I'm reading the following paper,
Lerdahl, F. (1988). Tonal pitch space. Music Perception, 315-349.
I'm interested in comparing what is written here with other equivalent theories. Some of these mentioned in the paper I've read so far are Longuet-Higgins, Schoenberg and Schenker. I'm sure there are several others which I may not even be aware of and I'd like to know about these too.
What are the significant schools of contemporary (20th century) music theory?
Thanks!
The major contemporary competition for Schenkerian reduction theories of pitch space is what is known as "Neo-Riemannian" theory, or NRT for short. NRT begins from the notion that chords -- and by extension key areas -- can be understood as moves on a kind of chessboard of tonal relations, where each move is a tonal interval (most usually the fifth or fourth on one axis, and the third on the other).

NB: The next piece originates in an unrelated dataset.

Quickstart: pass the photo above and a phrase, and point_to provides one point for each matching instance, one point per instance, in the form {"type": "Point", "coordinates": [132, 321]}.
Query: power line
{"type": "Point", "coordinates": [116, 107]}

The effective "distance" between chords is mapped in two directions on a lattice-like "net" of such moves (in German: Tonnetz).

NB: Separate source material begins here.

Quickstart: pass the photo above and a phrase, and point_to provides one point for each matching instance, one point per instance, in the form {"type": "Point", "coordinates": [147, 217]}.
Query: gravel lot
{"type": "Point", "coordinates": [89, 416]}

The power of NRT is encapsulated in the idea that the most common chess moves along this lattice will involve what is called "maximally smooth voiceleading," where common tones are preserved and stepwise motion of voices is preferred. The most frequently occuring transformations are labeled according to the system of 19th-ct theorist Hugo Riemann did, thus the name of the theory:
P = Parallel = C major - C minor = CEG - CEbG
R = Relative = C major - A minor = CEG - CEA
L = Leading tone exchange = C major - E minor = CEG - BEG
One can model quite complicated chromatic chord progressions by chaining these smooth transitions:
C major - Ab major = PL
C major - Ab minor = PLP
C major - Fb major = PLPR
etc.
If you are interested in learning more, you can check out the work of Richard Cohn, who is a Professor of Music Theory at Yale.